Breast Cancer Awareness – Is It Working? Is There Any Real Point to Breast Cancer Awareness?
Breast cancer awareness programmes are everywhere!
Whilst governments and professional institutions run the ‘official’ programmes, in any one country there may also be many ‘non-official’ initiatives that are run by private individuals and groups. In fact it seems that really anybody who wants to get involved can do so – whether they are qualified or not.
So what are the aims and objectives of these cancer awareness programmes? What is it that these programmes are actually trying to make us more aware of? Is it about the disease and it’s treatment? Is it to make sure that women know that they should present to the doctor immediately they find any problem in their breast or are they simply trying to increase the number of women attending screening with Mammography – regardless of whether or not the motive for this might be purely financial?
Well in reality, the only time a woman really wants to learn about breast cancer is when they,or someone close to them, actually develops it. But at that moment in time they don’t need awareness – they just need solutions.
When a woman or man gets the disease they only need 3 things:
really good information about breast cancer and its treatment
a place to get their treatment and
a supporting network of people around them to share their cancer journey
One Middle Eastern country increased their attendance for breast screening from less than 20% to over 60% recently. How did they do this? It was quite simple actually; they told women that they would not have their national health card/entitlement renewed until they had their annual mammogram. But is it correct to essentially force women to have screening – even if it is in their best interests?
Actually that particular country, did have a breast cancer awareness programme before the change in the law so at the very least this tells us that their breast cancer awareness programme did not work. When it comes to screening uptake – i.e. the number of women attending for Mammography – then it is easy to measure the effectiveness of any awareness programme.
But if the objective of the programme is just general awareness and education, then it is fair to say that it would be very difficult, nigh on impossible probably, to accurately measure how successful any breast cancer awareness programme is.
But surely, isn’t everyone aware of breast cancer and breast cancer screening?
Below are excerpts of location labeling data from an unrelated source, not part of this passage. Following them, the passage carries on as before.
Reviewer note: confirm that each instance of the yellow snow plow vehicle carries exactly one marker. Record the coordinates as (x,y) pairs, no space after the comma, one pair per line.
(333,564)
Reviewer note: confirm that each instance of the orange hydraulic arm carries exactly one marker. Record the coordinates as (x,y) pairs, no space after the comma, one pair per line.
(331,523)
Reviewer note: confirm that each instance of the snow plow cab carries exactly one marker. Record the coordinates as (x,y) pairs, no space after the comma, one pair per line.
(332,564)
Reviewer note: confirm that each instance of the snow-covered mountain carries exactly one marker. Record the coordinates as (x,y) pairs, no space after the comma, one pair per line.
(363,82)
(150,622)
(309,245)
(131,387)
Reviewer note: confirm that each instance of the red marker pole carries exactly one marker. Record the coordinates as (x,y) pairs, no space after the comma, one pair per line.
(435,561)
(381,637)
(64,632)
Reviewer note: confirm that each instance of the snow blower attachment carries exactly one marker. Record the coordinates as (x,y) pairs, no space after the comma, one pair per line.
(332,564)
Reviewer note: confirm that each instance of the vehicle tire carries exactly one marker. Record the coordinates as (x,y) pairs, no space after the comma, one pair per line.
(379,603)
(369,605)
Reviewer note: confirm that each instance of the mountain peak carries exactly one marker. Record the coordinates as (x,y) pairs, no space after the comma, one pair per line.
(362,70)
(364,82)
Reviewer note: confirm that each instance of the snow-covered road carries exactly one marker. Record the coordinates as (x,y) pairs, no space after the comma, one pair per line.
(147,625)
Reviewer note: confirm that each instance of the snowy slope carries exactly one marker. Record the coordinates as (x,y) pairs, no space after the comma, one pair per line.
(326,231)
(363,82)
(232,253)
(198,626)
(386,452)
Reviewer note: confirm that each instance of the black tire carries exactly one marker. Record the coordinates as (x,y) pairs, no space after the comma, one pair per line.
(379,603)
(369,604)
Are there really any places left in the world where women do not have sufficient awareness about this problem?
Well the answer may not be what you would expect. There are still, sadly, many countries where there are simply an insufficient number of hospitals and specialised staff to treat the existing cases that arise. Certain countries in the Middle East and Africa for example, have totally inadequate resources in terms of breast surgeons, oncologists, radiologists, hospitals and so on, who are ‘breast specialised.’
So what does happen to the women who develop breast cancer in these poor and often very remote areas? Well, as hard as it may be to believe, the sad truth is that many of these cases simply go untreated. These poor women go home and die and no amount of awareness is going to change their situation.
Of the patients who do manage to get treatment, the treatment can be very poor – surgery but no adjuvant treatments (chemotherapy or radiotherapy), the wrong chemotherapy, surgery but no pathological examination or analysis of the specimen, which is simply thrown away; all these are real examples of the kind of things that go on in certain places.
In countries where there are no hospitals, no sanitation, no immunisation and not even enough food, is there even any need for breast cancer awareness – probably not? So are we saying that breast cancer awareness programmes are a feature of countries that have sufficiently developed cancer services, hospitals and specialists – in other words, wealthy countries?
If we are, then surely we are talking about countries where women have access to education, the Internet and formalised medical services – so do they really even awareness programmes? Surely they must already know that there is a disease called breast cancer and that if they get a problem then they should go and see a doctor? Aren’t they already doing this? Is there ANY evidence at all that women in these countries actually need awareness programmes? Is there any evidence that without breast cancer awareness in these countries that women would not get treated?
The problem is that breast cancer awareness programmes cost money – potentially lots of it. So if they are not actually doing any good – should we not be spending this money where it is more needed? And if awareness initiatives ARE really efficient and do a good job of educating the public about breast cancer, then surely once the public IS educated – there is no further use for the programme that did the education in the first place?
So there remain some really important but unanswered questions about breast cancer awareness:
1.How much do these programmes actually cost?
2.Are these programmes effective?
3.If awareness programmes are effective – then when will they have been seen to have done their job and be stopped?
4.Is there any point in having an awareness programme in a country where there are inadequate medical services – could that money not be better spent elsewhere?
5.What are the aims of the awareness programme? This needs to be clearly defined.